Lateral movement of the C79-44 girder was due to the expansion and/or later the sagging of the floor beams that framed into it from the east. The axial expansion in the girder itself moves it's ends closer to the C79/44 faces and is important because the west sideplate on C79 overhangs the edge, and the girder expands to the inside of it and so cannot possibly fail to the west at the temperatures illustrated in the 3 NIST case outputs that you were shown earlier. Every ARUP simulation shows this trapping of the girder at lower temperatures than NIST claim to have observed it fail to the west at.
Even NIST's own figure shows it is trapped.
View attachment 67198957
So the girder has to contract to the inside of the sideplate to be able to fail east or west. That requires it to be in a cooling phase and it will cool slower than the beams will making it impossible for the girder to fail as per NIST's stated hypothesis. *(ETA - Should say that Case 3 ARUP shows a failure in the heating phase due to sagging at temperature hundreds of degrees in excess of NIST's estimates.)

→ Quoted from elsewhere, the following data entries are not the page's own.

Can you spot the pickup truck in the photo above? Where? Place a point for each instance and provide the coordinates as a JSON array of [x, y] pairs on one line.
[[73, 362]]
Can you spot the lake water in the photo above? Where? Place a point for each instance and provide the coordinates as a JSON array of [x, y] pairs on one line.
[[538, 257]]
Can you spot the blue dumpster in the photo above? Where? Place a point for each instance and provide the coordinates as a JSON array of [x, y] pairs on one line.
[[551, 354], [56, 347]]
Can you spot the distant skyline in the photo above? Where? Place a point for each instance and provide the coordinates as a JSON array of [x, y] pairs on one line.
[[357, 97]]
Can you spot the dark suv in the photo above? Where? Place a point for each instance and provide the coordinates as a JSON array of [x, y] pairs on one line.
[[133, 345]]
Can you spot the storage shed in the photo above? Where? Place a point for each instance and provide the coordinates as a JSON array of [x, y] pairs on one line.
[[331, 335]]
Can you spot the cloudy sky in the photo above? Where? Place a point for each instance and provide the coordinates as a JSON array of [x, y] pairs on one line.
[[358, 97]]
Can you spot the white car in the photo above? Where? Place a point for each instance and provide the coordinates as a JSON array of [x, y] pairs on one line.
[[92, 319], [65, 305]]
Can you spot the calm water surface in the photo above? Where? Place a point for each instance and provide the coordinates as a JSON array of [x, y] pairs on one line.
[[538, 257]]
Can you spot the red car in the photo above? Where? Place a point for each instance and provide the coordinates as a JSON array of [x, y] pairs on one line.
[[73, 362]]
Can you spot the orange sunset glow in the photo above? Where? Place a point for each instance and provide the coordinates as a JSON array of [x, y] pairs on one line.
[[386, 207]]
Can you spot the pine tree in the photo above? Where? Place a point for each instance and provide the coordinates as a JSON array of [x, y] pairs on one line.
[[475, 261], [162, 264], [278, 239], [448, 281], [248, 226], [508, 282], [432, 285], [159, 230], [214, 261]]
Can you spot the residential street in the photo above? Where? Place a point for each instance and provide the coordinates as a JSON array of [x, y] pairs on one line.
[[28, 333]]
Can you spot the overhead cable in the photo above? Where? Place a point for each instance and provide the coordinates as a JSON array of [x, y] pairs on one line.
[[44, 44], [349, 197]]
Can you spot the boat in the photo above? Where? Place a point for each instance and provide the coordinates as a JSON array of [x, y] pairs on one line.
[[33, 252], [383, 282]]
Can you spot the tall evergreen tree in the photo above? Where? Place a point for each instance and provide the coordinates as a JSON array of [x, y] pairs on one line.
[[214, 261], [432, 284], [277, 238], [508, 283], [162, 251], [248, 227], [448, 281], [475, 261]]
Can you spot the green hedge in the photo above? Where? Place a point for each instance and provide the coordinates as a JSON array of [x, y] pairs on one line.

Shyam Sunder, WTC Lead Investigator, NIST,
"And the main reason
the girder can be pushed off to the west is there is no opposing beam on this side trying to push it back to the east, because of the arrangement of the floor framing system. And, as you see in the sketch on your slides, you will see that once the bolts break, then you have essentially the girder moves off the seat and eventually falls."